I know you can’t just go about it and say, “Oh, that person doesn’t have an infection.” But if there are imbalances, does that perhaps give you some clues, or you don’t really even look at that?

Dr. Evan Hirsch:

It’s confirmatory. So, it can be helpful. But once again, it’s not the cause, it’s more of a consequence. So yes, the immune system is going to be off and the levels are going to be lower or higher based off of what other infections are present. Now, the main thing that I’ll use the CBC for is going to be MCV. So, mean corpuscular volume, looking at the size of the red blood cells to determine whether you’re looking at iron deficiency, or whether you’re looking at B12 or folate deficiency.

Dr. Eric Osansky:

RDW as well if that’s usually an iron deficiency, you’ll see that higher? Or maybe you look at MCV more?

Dr. Evan Hirsch:

Yeah, I don’t really look at RDW. If I’m looking for iron, I’ll also combine the MCV with ferritin, as well as the TIBC. I think the TIBC is the most accurate marker, total iron binding capacity. And so, that’s inversely proportional to the ferritin. And so, that’s going to be elevated when the ferritin is low.
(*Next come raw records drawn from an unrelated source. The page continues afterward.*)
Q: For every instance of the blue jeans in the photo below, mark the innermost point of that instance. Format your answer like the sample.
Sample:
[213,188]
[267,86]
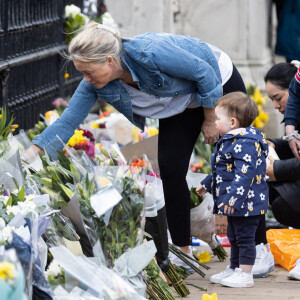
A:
[241,234]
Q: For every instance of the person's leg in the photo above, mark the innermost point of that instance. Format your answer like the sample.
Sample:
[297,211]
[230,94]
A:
[260,235]
[177,137]
[235,83]
[284,213]
[234,250]
[245,229]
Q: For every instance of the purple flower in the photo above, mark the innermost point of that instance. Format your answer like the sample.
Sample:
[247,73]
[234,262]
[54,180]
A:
[59,102]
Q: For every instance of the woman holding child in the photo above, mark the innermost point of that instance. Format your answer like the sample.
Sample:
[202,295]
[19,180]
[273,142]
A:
[176,79]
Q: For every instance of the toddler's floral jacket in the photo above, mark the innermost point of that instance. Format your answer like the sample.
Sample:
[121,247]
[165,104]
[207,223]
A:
[238,176]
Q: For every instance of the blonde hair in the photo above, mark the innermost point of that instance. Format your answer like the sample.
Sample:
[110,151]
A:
[240,106]
[95,43]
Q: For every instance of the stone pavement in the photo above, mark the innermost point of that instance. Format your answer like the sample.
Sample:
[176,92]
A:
[275,287]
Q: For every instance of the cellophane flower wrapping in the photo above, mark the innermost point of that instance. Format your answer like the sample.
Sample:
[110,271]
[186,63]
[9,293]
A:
[25,244]
[121,226]
[10,164]
[91,277]
[12,281]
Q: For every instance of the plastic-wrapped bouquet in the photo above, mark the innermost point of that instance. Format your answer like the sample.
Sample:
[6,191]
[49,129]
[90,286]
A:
[12,283]
[119,206]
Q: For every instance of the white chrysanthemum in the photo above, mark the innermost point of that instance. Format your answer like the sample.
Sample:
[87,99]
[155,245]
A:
[6,235]
[258,162]
[54,270]
[247,158]
[237,148]
[240,190]
[13,210]
[219,179]
[4,199]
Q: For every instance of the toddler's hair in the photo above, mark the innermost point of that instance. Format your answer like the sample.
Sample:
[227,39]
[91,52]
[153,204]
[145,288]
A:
[240,106]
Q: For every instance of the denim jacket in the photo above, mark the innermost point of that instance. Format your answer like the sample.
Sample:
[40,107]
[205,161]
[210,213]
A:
[239,173]
[163,65]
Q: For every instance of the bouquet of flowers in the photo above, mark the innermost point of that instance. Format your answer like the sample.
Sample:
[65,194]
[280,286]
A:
[12,283]
[120,226]
[83,140]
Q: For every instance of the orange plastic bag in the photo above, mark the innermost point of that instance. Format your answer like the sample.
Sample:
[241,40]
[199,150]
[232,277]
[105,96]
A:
[285,246]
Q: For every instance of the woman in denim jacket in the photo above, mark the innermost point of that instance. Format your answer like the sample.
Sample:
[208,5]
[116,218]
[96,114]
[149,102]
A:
[176,79]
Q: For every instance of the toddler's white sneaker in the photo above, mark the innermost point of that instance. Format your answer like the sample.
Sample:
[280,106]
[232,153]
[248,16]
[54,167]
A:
[295,272]
[177,261]
[238,279]
[222,275]
[264,262]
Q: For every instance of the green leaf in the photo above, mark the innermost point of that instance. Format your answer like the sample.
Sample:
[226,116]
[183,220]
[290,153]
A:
[16,183]
[21,194]
[63,160]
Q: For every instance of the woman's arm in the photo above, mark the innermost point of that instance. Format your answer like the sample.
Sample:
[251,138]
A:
[78,108]
[186,65]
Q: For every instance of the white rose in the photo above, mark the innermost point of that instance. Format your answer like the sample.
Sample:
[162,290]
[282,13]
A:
[72,10]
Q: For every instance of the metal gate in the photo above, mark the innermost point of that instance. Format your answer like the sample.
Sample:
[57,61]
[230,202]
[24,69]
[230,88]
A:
[31,68]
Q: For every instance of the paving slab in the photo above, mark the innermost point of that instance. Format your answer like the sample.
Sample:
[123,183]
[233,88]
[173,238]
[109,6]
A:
[275,287]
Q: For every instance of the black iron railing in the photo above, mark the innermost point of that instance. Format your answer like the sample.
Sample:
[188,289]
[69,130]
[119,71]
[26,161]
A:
[31,68]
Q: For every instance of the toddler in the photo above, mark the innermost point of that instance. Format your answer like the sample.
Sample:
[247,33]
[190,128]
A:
[238,183]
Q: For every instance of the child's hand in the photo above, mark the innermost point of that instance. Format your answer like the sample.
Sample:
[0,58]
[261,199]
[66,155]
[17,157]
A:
[201,190]
[227,209]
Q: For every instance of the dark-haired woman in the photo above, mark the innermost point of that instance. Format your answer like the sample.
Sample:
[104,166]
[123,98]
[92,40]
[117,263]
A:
[284,183]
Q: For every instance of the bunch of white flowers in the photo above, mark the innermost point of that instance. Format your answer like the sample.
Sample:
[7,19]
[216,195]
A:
[54,270]
[6,235]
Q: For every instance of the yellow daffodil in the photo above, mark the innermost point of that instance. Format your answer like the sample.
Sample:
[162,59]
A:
[76,138]
[214,296]
[7,270]
[152,131]
[95,125]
Ferritin can also be an acute phase reactant, as you know. So oftentimes, if you’ve got inflammation and ferritin is 150, all bets are off.

So, I’ll combine some of those. What’s really like a two out of three, if TIBC is high, and MCV is low, and ferritin is off the charts, then I’ll still say, “Well, yeah, your iron is on the lower side of things.” And I’ll try to do it with diet first, depending on how low it is, and then I’ll use some of the herbal iron supplements like we talked about.

Dr. Eric Osansky:

All right. And this will be, I think, the last question because we’re almost at 3:00. So, Benita, “Just had my gallbladder removed. How does that relate to Hashimoto’s?” So, I do have an article on this topic Benita, on my website. We’ll see what Dr. Hirsch has to say. But I do have an article on bile metabolism [4], talking about the gallbladder.
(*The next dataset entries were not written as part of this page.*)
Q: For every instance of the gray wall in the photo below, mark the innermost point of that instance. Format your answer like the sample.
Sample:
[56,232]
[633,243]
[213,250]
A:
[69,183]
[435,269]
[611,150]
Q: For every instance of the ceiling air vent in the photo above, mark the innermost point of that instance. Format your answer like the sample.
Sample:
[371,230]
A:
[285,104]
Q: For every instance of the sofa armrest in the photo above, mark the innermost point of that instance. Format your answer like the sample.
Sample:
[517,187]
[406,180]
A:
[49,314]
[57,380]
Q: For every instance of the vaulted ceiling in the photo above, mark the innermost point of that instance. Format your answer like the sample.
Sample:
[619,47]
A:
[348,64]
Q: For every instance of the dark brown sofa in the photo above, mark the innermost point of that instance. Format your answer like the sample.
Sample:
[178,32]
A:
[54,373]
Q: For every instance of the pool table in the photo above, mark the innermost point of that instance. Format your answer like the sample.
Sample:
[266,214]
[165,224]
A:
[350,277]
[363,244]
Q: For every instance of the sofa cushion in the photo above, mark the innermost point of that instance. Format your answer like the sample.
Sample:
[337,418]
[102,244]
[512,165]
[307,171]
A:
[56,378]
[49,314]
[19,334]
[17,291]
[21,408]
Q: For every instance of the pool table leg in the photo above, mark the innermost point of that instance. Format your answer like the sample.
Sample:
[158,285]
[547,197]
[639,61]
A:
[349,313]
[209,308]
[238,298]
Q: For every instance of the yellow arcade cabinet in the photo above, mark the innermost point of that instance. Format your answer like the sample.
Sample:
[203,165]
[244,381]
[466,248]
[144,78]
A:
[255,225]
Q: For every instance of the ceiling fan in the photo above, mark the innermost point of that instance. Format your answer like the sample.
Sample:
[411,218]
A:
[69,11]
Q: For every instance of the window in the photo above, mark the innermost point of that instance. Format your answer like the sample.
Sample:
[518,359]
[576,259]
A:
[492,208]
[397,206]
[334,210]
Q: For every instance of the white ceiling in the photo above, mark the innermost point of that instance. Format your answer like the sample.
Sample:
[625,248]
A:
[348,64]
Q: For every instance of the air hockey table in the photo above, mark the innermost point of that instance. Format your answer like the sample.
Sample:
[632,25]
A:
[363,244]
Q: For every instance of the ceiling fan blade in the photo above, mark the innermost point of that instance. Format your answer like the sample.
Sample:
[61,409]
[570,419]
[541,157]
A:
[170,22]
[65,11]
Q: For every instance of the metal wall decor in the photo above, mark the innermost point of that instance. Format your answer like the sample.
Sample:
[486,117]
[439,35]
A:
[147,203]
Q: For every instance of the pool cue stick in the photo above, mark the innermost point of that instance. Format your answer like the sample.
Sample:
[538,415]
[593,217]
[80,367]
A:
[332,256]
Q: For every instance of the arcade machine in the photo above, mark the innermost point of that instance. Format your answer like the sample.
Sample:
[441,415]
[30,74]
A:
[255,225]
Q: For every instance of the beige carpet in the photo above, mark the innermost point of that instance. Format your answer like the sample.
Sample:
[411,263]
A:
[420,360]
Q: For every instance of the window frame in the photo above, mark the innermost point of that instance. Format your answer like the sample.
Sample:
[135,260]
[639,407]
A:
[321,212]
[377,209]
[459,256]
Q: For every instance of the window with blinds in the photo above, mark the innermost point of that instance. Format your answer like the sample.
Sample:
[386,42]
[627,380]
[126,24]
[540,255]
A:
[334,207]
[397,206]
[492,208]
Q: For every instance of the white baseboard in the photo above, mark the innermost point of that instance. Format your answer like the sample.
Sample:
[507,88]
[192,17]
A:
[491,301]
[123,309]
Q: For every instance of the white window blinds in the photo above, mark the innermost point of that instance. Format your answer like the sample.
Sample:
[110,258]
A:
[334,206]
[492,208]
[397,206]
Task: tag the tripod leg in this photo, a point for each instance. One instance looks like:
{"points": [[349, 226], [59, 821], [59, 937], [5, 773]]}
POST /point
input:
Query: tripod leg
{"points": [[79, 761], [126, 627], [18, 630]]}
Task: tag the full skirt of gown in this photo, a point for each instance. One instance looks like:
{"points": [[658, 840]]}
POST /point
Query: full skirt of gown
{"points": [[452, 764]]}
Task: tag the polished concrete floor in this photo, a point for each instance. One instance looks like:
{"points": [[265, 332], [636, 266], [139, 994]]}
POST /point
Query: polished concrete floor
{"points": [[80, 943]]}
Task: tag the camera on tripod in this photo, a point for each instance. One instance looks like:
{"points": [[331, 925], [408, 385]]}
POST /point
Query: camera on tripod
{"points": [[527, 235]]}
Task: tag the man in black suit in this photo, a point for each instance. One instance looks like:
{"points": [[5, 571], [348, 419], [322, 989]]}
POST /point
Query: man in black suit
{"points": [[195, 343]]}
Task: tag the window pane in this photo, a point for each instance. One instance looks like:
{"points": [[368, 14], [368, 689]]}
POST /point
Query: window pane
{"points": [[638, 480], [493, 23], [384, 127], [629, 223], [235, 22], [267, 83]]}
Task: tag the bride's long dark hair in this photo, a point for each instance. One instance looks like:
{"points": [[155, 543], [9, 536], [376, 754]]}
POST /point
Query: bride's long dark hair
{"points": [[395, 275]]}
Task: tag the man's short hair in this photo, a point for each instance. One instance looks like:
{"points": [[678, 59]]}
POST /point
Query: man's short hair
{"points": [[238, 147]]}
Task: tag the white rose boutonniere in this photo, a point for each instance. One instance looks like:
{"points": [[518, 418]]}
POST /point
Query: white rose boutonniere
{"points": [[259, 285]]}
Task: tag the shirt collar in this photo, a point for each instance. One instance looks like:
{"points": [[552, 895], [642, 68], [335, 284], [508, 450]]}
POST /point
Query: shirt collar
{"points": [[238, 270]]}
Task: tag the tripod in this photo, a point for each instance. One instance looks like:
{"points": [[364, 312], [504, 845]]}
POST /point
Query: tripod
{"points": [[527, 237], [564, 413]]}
Obviously getting the gallbladder removed, sometimes it is necessary. So, it definitely might have been necessary but it doesn’t take care of the cause why the gallbladder needed to be removed. But do you want to expand on that?

Dr. Evan Hirsch:

Sure. So, what I’ve found is that upwards of 95% of all gallbladder issues are allergy related. So, the gallbladder is spasming because it’s reacting to usually a food that you’re consuming, whether it’s gluten or dairy or sugar or whatever. And so, the way that correlates is that Hashimoto’s is an autoimmune condition. Autoimmunity is also going to be exacerbated by anything that you consume that you have an allergy to, or anything that you come in contact that you have an allergy to.
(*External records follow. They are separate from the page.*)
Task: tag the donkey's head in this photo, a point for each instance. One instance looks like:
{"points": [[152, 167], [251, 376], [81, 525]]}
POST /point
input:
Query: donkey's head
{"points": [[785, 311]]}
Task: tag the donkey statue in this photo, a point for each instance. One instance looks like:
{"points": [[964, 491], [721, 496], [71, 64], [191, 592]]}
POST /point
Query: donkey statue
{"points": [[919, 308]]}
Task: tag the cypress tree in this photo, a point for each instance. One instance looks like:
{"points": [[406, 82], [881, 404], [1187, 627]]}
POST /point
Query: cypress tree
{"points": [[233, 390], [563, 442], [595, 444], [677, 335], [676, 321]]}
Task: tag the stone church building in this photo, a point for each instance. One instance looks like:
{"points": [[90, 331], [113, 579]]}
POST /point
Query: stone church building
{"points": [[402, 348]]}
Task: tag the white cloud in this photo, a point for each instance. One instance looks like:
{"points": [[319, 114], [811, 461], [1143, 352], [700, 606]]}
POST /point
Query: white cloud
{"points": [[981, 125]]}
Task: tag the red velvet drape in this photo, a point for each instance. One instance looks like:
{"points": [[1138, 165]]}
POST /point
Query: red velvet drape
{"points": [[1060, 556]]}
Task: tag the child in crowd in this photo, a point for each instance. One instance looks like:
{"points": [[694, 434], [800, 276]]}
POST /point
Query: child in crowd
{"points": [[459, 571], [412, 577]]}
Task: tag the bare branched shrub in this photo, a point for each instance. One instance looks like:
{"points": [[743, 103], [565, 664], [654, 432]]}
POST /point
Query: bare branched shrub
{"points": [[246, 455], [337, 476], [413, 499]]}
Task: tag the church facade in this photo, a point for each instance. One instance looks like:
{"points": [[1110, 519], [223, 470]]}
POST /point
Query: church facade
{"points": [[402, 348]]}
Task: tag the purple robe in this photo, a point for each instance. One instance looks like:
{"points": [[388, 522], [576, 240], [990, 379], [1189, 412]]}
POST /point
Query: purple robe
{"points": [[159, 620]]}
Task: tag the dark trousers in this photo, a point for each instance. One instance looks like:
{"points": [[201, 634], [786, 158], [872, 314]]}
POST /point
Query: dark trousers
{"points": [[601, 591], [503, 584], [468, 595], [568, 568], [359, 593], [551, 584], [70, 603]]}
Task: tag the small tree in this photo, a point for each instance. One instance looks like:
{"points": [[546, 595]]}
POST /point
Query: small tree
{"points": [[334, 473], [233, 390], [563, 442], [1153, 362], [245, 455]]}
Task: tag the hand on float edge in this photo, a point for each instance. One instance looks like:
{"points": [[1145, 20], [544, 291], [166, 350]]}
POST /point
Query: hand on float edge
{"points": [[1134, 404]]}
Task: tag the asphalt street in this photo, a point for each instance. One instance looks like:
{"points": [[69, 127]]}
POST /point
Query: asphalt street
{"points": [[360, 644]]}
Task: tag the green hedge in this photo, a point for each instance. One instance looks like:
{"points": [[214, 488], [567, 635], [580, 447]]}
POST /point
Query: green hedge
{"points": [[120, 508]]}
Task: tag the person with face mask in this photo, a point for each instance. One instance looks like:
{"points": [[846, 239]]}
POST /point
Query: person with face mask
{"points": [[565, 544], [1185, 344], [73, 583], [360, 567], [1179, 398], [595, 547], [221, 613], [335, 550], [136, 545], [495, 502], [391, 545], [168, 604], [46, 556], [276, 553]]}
So, that’s where I would say that there’s a correlation there. If you’ve got both of those things going on, gallbladder issues, you had that removed as well as Hashimoto’s, once again, it comes back to those toxicities. And there’s something that’s triggering your immune system to have allergy and autoimmunity to the gallbladder, to the thyroid, and I’m sure to other parts of the body. And so, it’s find the cause and remove it.

Dr. Eric Osansky:

All right. So Jacki just wants to say, “Thank you for this information.” Thank you, Jacki. Thank you for tuning in. And thank you, everyone, for attending, for tuning in to this call. And I appreciate Dr. Hirsch taking time out of his schedule. And don’t forget, you could download a free PDF copy of his book. Again, this is in the Facebook comments section.

And I also plan on sending an email out as well, because I know some people weren’t able to attend this live. And Tanya says, “Thank you, have a good night.” Thank you. And Benita, “Thanks so much.” And Rose says, “Thank you.” Again, thank you everyone. Just again, this probably will be the last Facebook Live this year. Yeah, I guess the New Year is two weeks away. And I usually do these on Fridays, so I definitely won’t be having one next Friday for obvious reasons, being it is Christmas Day.

So, first of all, I want to just again, thank Dr. Hirsch one more time for taking the time. I appreciate all the advice you gave. And again, make sure you visit his website, download his book, and I just want to wish everybody a happy holiday season and a Happy New Year. And I will catch you again in early 2021. Well, take care everyone. And thanks again for attending.